Il test è stato valutato all’interno di uno studio multicentrico randomizzato che ha confrontato due gruppi di pazienti con tumore ovarico epiteliale resistente alla chemioterapia a base di platino; il primo gruppo veniva trattato secondo la scelta empirica del medico; il secondo riceveva un regime di chemioterapia selezionato sulla base della risposta del test ChemoID®, che funziona un po’ come la scelta di un antibiotico per un’infezione, guidata dall’antibiogramma.
La risposta oggettiva alla chemioterapia è stata del 55% tra le donne trattate sulla base dei risultati di questo testo, contro appena il 5% di quelle trattate in maniera empirica; la sopravvivenza libera da progressione di malattia è stata di 11 mesi nel gruppo ChemoID, contro appena 3 mesi dell’altro gruppo. “Sono risultati molto promettenti – conclude la dott.ssa Nero – che andranno validati da ulteriori studi su un maggior numero di pazienti”.
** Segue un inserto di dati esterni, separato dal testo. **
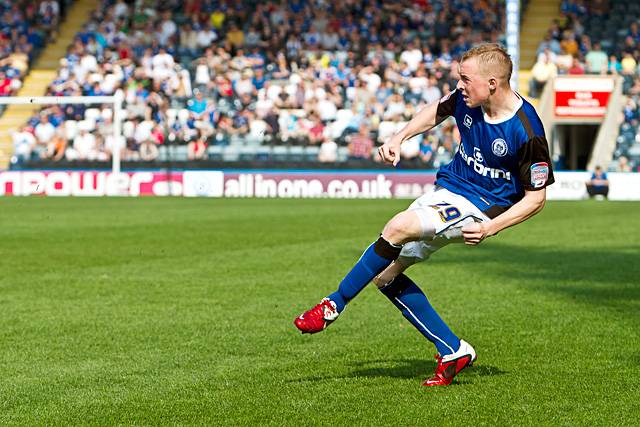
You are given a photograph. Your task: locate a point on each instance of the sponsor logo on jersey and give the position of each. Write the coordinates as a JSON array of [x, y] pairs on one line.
[[447, 96], [499, 147], [539, 174], [477, 155], [480, 168]]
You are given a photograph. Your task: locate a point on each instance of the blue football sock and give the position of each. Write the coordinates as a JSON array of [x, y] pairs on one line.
[[414, 305], [373, 261]]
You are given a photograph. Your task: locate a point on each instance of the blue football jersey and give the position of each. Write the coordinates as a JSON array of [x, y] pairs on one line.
[[496, 160]]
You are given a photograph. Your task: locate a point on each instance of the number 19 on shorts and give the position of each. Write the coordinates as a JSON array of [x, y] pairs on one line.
[[446, 211]]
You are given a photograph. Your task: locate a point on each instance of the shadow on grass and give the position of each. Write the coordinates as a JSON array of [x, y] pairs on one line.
[[607, 277], [418, 369]]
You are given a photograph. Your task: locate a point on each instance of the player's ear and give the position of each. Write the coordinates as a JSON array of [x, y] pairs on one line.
[[493, 84]]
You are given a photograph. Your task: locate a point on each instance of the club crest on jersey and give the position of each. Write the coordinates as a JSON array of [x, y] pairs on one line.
[[477, 154], [539, 174], [499, 147]]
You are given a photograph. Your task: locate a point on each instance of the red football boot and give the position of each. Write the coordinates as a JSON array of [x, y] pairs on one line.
[[450, 365], [318, 318]]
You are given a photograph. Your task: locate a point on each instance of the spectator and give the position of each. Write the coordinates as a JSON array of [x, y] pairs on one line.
[[576, 67], [596, 59], [598, 185], [360, 144], [543, 70], [328, 151]]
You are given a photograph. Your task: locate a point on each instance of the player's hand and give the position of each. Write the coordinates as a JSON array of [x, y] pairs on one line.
[[475, 233], [390, 151]]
Terapie vincenti per tumori ‘difficili’
Dall’ASCO arriva anche qualche interessante novità sul fronte dei trattamenti per le forme più difficili da trattare di tumore dell’ovaio. “Lo studio cinese di fase III SCORES, condotto su 421 pazienti – afferma la dott.ssa Nero – ha evidenziato che nei tumori dell’ovaio resistenti alla chemioterapia a base di platino, il Suvemcitug (un farmaco anti-angiogenetico di nuova generazione, che impedisce al cancro di generare i vasi che lo aiutano a crescere) in aggiunta alla chemioterapia, ha mostrato un miglioramento promettente nella sopravvivenza libera da progressione di malattia (5,49 mesi contro 2,73 mesi) con un trend positivo rispetto alla sopravvivenza”.
Nel caso dei tumori a cellule chiare in fase metastatica, forme che rispondono molto poco alla chemioterapia, “lo studio di fase 2 BrUOG 345 – ricorda la dott.ssa Nero – ha evidenziato che il trattamento con una ‘doppietta’ di immunoterapie (Nivolumab-Ipilimumab) è più efficace della monoterapia con nivolumab; la ‘doppietta’ ha prodotto una risposta completa nel 16,7% delle pazienti (contro lo 0% della monoterapia)”.